Furthermore, he is passionate about pulling Guangzhou out of the shadow of nearby Hong Kong and Macau: "Guangzhou has such a long history, the Muslim Hui people came here in the 15th Century and we have old mosques in the city, for example," he says. It's obvious that Nicolas' real passion for the city comes from the food, and when he explored the city he headed straight to the markets. "For a chef, the market is the most important place when you arrive in the city. You can understand a city, what they eat, how they eat, their habits and lifestyle."

Nicolas thinks that Cantonese food is quite plain and was initially quite critical of the city's recipes. He notes that the dishes can feel like medicine, with a subtle flavor but everyone telling you it is good for you in some way.

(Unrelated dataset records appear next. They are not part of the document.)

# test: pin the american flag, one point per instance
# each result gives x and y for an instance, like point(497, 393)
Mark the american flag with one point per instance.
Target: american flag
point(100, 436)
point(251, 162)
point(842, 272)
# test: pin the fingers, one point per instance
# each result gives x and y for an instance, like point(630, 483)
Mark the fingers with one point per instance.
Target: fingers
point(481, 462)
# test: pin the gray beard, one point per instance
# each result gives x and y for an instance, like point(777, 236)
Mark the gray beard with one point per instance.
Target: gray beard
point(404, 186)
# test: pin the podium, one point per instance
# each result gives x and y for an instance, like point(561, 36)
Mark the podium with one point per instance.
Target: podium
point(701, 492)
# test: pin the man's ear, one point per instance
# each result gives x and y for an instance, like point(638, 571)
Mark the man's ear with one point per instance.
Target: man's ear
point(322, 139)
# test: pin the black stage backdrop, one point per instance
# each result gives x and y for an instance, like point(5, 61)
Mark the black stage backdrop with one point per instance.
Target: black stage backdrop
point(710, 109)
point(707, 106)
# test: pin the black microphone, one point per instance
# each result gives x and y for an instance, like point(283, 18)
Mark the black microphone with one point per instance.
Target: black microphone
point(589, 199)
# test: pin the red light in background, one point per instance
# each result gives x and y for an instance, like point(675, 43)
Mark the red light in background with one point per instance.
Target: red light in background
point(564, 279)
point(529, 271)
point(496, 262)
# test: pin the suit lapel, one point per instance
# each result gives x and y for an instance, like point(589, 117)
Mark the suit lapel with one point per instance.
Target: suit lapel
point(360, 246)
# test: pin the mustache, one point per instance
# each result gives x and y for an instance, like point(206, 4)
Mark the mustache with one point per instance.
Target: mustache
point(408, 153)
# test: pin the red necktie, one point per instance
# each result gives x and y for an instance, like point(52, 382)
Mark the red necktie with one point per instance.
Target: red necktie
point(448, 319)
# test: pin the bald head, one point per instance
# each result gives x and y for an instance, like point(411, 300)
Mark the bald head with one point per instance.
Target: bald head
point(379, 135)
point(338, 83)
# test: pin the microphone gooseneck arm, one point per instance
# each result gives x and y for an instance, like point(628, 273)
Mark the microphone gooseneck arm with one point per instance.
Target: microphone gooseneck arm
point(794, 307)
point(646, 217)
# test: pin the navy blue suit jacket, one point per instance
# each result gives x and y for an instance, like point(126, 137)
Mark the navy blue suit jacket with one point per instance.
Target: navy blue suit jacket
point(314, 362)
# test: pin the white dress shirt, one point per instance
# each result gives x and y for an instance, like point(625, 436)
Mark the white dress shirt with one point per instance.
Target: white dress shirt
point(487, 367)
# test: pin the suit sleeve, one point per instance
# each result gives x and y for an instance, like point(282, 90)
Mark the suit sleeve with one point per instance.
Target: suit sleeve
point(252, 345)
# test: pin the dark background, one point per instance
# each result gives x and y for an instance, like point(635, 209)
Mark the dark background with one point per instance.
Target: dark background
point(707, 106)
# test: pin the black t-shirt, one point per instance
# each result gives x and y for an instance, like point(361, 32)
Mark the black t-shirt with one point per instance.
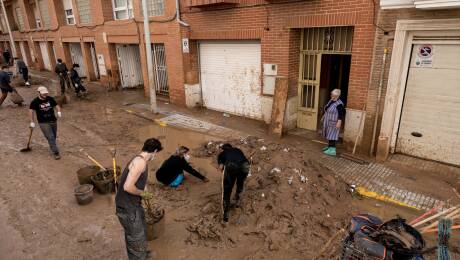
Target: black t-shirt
point(44, 108)
point(174, 166)
point(232, 155)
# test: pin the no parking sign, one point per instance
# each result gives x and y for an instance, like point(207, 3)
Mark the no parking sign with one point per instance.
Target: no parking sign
point(424, 58)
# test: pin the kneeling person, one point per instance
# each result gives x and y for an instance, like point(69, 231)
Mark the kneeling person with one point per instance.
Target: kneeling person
point(171, 172)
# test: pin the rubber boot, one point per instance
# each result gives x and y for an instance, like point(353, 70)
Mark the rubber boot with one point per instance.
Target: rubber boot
point(331, 151)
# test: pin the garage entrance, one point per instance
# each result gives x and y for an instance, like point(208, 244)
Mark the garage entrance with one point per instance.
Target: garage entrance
point(45, 55)
point(230, 77)
point(325, 60)
point(129, 63)
point(430, 123)
point(77, 58)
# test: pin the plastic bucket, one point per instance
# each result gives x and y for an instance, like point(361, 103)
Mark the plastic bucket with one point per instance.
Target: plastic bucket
point(156, 226)
point(84, 194)
point(84, 174)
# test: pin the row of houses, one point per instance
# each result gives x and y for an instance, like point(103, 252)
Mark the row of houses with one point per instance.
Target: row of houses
point(397, 62)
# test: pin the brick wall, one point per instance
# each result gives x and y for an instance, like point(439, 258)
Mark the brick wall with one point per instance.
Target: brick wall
point(277, 27)
point(384, 39)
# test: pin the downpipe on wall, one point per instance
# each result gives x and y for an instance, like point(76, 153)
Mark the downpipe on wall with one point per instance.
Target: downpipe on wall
point(379, 96)
point(178, 15)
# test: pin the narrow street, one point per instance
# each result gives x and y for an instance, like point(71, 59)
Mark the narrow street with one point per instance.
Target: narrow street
point(278, 220)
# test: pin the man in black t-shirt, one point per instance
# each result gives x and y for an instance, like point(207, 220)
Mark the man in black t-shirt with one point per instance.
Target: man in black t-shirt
point(236, 169)
point(43, 106)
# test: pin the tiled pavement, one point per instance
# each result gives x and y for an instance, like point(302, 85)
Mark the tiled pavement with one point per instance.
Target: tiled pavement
point(374, 177)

What sets Cantonese cooking apart from the rest of China is the sheer number of ingredients and the almost scientific nature of preparation. This corresponds with Nicolas's own style as he pays a lot of attention to the use of herbs, spices, and even flowers.

It is interesting how the young chef blends the two hallmarks of the city together. Nicolas explains, "I use a lot of greens and microgreens, fennel flowers, and the leaves. The fennel flower is sweet and it has a strong smell so it is good for fish, or vegetables." What surprises the chef is that the Cantonese love to cook flowers in dish and soup. The locals sell alot of edible flowers in the markets.

Chef Nicolas' plating dishes

His favourite flower for cooking, found here in Guangzhou, is the borage flower. "It's a very nice indigo flower, the specialty is that the leaves are edible but they are a little bit spiky, and they taste like oyster. In contrast, the flower is sweet though. "

Nicolas wrote a book together with his wife, documented his culinary explorations into a portrait of the city in book form. It makes Cantonese cooking accessible to foreigners, who may find the number of ingredients and processes daunting. It is also a celebration of the places that are home to the recipes, the people and their stories.

"A lot of the strange ingredients are hard to use," he says. "I want to show some stories from people who are experts in different areas. It's all about urban trekking, to find some beautiful and exciting spots in the city. Guangzhou is an interesting city and the Cantonese are very brave. It is wisdom of life to use flowers and plants as ingredients."